What it ultimately came down to was the owners of The Application server had turned off connection pooling while troubleshooting an installation issue weeks earlier.  It turns out that, by default, Windows only allows 4000 sockets (ports) per destination IP address.  With the amount of database server traffic generated by the application server -- it had recently been "consolidated" -- they were able to hit that threshold pretty reliably.

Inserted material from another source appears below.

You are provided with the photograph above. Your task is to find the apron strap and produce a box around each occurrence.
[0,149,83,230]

Microsoft has a KB article on considerations for servers with connection pooling disabled that describes this nicely:
If you rapidly open and close 4000 sockets in less than 4 minutes, you will reach the default maximum setting for client anonymous ports, and new socket connection attempts fail until the existing set of TIME_WAIT sockets times out.
After weeks of recurring connection errors with the word "SQL Server" in them, the connection pooling issue was quietly fixed by upping the socket limit to some random number like 65535 :) and The Application performance returned to normal.  I'm sure you can guess the words that were never spoken to the business stakeholders... "It's Not The Database."

02 May 2011

Meme Monday: It's not the disk!

Thomas LaRock, aka @SQLRockstar (not THAT rock-star), has a fun way to get the blog month started: Meme Monday.  This month, it's just a list of 9 things we frequently see go wrong with a database server that are NOT related to disk issues.

In no particular order...

9. Good old boys
8. "It's just like a spreadsheet" database design
7. Out of date statistics 
6. Improperly partitioned tables (see 7 above)
5. Good old boys
4. Microsoft patches
3. Vendor software
2. Internally developed software
1. Good old boys

I couldn't believe the number of disk related problems that kept coming to mind while putting this nod-disk related list together - especially when considering the SAN as a black-box hard disk.

You may have noticed that Good old boys made the list slightly more than once.  Unfortunately, that is based on years of direct observation.  I'm even going to manufacture a statistic to support its frequency in the list:

Nearly 60% of production database outages are, directly or indirectly, caused by the incompetence fostered by Good old boy cronyism...  and that's NOT the disk.